Before running each cell, be sure to change names of files to use and files to be generated, alongside how many cores were used and how m any files are in range.

In [None]:
import csv
import os

#########################################################
# This script merges all the training data files csv's 
# generated inside each core for each race simulation 
# specified, into one single csv for that particular core. 
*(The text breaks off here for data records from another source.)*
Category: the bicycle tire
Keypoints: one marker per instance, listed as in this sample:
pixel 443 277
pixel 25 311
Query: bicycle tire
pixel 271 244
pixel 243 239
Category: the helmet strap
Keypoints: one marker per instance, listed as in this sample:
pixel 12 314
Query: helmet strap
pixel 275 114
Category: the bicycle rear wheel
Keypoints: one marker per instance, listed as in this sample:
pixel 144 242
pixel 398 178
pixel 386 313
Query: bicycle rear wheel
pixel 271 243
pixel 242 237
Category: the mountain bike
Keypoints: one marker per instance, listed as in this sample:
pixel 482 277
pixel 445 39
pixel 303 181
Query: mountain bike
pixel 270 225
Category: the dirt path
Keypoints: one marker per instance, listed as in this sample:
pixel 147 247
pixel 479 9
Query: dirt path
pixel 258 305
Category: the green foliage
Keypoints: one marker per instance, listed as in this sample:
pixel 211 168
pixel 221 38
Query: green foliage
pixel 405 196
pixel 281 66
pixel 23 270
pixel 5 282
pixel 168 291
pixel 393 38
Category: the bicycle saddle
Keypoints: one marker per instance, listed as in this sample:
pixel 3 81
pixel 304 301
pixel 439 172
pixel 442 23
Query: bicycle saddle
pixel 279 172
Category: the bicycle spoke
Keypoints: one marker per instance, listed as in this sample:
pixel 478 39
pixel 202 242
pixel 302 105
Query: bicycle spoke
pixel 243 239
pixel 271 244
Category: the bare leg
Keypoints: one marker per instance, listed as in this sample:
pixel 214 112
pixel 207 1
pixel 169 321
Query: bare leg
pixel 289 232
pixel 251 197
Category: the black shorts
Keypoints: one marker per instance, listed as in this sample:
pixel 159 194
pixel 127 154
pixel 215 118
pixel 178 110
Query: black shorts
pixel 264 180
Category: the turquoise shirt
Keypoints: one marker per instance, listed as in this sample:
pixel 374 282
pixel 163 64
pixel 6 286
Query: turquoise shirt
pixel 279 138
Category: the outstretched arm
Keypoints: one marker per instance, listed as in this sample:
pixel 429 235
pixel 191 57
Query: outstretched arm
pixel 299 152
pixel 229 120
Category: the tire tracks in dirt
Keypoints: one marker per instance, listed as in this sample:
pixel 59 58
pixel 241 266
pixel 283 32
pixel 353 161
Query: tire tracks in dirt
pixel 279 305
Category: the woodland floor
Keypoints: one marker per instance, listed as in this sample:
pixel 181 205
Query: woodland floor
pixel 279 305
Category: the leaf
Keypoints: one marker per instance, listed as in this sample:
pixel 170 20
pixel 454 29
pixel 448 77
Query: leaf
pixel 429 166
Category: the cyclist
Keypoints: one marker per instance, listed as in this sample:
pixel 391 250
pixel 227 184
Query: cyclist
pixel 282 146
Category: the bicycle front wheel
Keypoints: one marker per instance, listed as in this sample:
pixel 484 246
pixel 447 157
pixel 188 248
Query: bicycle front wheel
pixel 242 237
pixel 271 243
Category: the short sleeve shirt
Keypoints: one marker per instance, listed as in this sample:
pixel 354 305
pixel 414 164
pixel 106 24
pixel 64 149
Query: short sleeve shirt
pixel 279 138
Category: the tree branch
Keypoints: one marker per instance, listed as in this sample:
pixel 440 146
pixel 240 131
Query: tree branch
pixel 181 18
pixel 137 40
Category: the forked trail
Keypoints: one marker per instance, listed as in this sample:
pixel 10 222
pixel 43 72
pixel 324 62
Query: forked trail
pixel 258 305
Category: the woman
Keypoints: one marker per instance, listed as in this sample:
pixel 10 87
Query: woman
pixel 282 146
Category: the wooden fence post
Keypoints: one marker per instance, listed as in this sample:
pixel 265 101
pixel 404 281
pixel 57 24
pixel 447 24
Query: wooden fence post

#########################################################


# Define the base path and core directories
base_path = "/Users/joesouber/XGBoost_TBBE"
cores = ["Core1", "Core2", "Core3", "Core4", "Core5", "Core6", "Core7", "Core8"]

for core in cores:
    # Generate filenames programmatically for each core
    files = [os.path.join(base_path, core, "TBBE_OD_XGboost", "Application", "getXGBOOstTrainingData_{}.csv".format(i)) for i in range(400)]
    
    # Specify the merged file location for each core
    merged_filename = os.path.join(base_path, core, "TBBE_OD_XGboost", "Application", "merged_result_2_{}.csv".format(core))
    
    with open(merged_filename, 'w', newline='') as outfile:
        writer = csv.writer(outfile)
        
        for index, filename in enumerate(files):
            try:
                with open(filename, 'r') as infile:
                    reader = csv.reader(infile)
                    
                    # Skip header only if it's not the first file
                    if index != 0:
                        next(reader, None)
                        
                    # Write rows from current file to the output file
                    writer.writerows(reader)
            except FileNotFoundError:
                print(f"Warning: {filename} not found and will be skipped.")
            except OSError as e:
                print(f"Error: {e} - {filename} could not be processed.")

In [None]:
import csv
import os

#####################
# This script merges all those merged files above for each core into one single csv file for the entire simulation.
#####################


# Define the base path and the cores
base_path = "/Users/joesouber/XGBoost_TBBE"
cores = ["Core1", "Core2", "Core3", "Core4", "Core5", "Core6", "Core7", "Core8"]

# Generate filenames for the merged core files
merged_files = [os.path.join(base_path, core, "TBBE_OD_XGboost", "Application", "merged_result_2_{}.csv".format(core)) for core in cores]

# Specify the final merged file location
final_merged_filename = os.path.join(base_path, "final_merged_result_2.csv")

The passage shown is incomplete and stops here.